# Pup limping after a long walk/run



## RazorbackGolden (Mar 3, 2010)

I should have known but we haven't done a nice long walk like this in awhile. We did a mix of run/walk while I was riding my bike. Did 2.5 miles roughly the normal amount. Towards the end I realized he was tired. A little while later he was limping a bit. I figure he's sore and just tired from lack of this type of exercise. 

I feel like crap to say the least. He's my baby. I was thinking of giving him some aspirin (5mg per pound) for the night so he can be out of pain. Doesn't seem to be bugging him or anything.


----------



## Oaklys Dad (Dec 28, 2005)

Your boy is probably just a bit sore. I try not to worry too much about limps unless they last for more than a few days. I've seen them often in my years of keeping company with goldens and letting them run on the terrain I let them run on. Keep him quiet for a while and I'm sure he will be ready to roll soon. Pavement is hard on puppy bones so the next time out try to stay away from the hard stuff.


----------



## Bender (Dec 30, 2008)

At what age did you start biking with him like this?

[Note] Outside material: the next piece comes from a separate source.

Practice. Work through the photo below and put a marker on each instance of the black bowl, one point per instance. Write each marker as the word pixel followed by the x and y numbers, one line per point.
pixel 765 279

I would not bike/run/jog a dog under the age of 18 months at the very youngest, it is very hard on their joints. You may want to have him xrayed to see if he has hip or elbow displasia or some other joint issue that you should know about. 

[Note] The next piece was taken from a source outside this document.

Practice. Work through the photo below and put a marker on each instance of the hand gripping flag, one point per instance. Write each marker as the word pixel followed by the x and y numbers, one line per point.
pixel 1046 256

In the meantime, no walks, runs etc. till he stops limping and then rest him for the same amount of time - so if you rest him for two days and he stops limping, rest him for another two days. And call the vet to have him checked out, if there aren't any issues wait till he's 18 months and have his hips and elbows cleared and then slowly build up the workouts each time if he's not used to it. 

My two aren't used to roadwork right now, so we're doing walks and will slowly add in the bike and more of a workout a bit at a time, just to be safe.

Hope he's ok and feeling better soon.


----------



## RazorbackGolden (Mar 3, 2010)

7-8 months old. He's been checked for all the above, as well as his parents being cleared as well. I don't think that is the problem. I'm just wondering about giving my buddy some aspirin. We slowly worked our way up to 2.5 miles, it wasn't like this was his first time. Just the first time in awhile, I should have known. He was having a good time, I was having a good time but it won't happen again.


----------



## Megora (Jun 7, 2010)

It's really risky biking or running with a dog that young who is still growing... and it doesn't matter what clearances the parents had. The last two breeders I dealt with would have viewed that as a breach of contract and thrown any money back health guarantees they offered me out. Bender is right about waiting a little longer. <- I'd personally wait until your dog is as close to two as possible and have the hips and elbows xrayed to see what you are dealing with. 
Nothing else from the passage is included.